Dick Asher, a veteran music-business executive who was president of PolyGram and Columbia Records and worked with artists ranging from Bruce Springsteen, Michael Jackson and Bon Jovi to Bob Dylan, has died, his family confirms to Variety. His son Jeffrey confirmed that Asher died peacefully at home in Boca Raton, Florida on Tuesday (July 23); he was 92.

Renowned for his upstanding business practices over his four-decade career in music — although as a former Marine, his disciplined demeanor was sometimes at odds with the mores of the industry’s most freewheeling era — Asher is best known for his efforts during the 1980s to battle the powerful group of independent promoters, known as “The Network,” that came to dominate radio airplay via payola and other unsavory, at times illegal efforts, as depicted in Frederic Dannen’s 1990 book “Hit Men.”

A native of New York City, Asher was born in 1932 and graduated from Tufts University and Cornell Law School before serving in the Marine Corps. Upon his discharge he took a job as a corporate lawyer, and then joined CBS Records (now Sony Music) in the mid-1960s as VP of business affairs.

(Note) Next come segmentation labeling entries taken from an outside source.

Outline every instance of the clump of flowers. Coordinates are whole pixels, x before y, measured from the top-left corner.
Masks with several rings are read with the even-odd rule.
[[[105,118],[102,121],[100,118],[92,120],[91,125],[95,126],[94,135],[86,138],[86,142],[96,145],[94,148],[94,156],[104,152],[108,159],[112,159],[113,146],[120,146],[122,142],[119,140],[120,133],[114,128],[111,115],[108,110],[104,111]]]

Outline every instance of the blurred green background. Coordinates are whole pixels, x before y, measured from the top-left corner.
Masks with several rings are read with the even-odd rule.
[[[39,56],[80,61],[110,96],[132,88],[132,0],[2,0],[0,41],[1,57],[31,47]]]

During that period, he was one of the very few people to meet with Bob Dylan during the singer’s convalescence from a reportedly near-fatal motorcycle accident in 1966. Asher drove to Woodstock, New York, to negotiate Dylan’s contract renewal and, upon his return to the CBS offices, was met with astonishment by his fellow executives, as the singer had been in near-total seclusion. Asher said he’d asked Dylan what his new music was like and said the singer replied, “It’s a little further on down the road,” presumably referring to the songs from the now-legendary “Basement Tapes” with the Band and his “John Wesley Harding” album. (Years later, Asher would spar with Dylan over the latter’s decision to record Christian-themed music during the late 1970s.)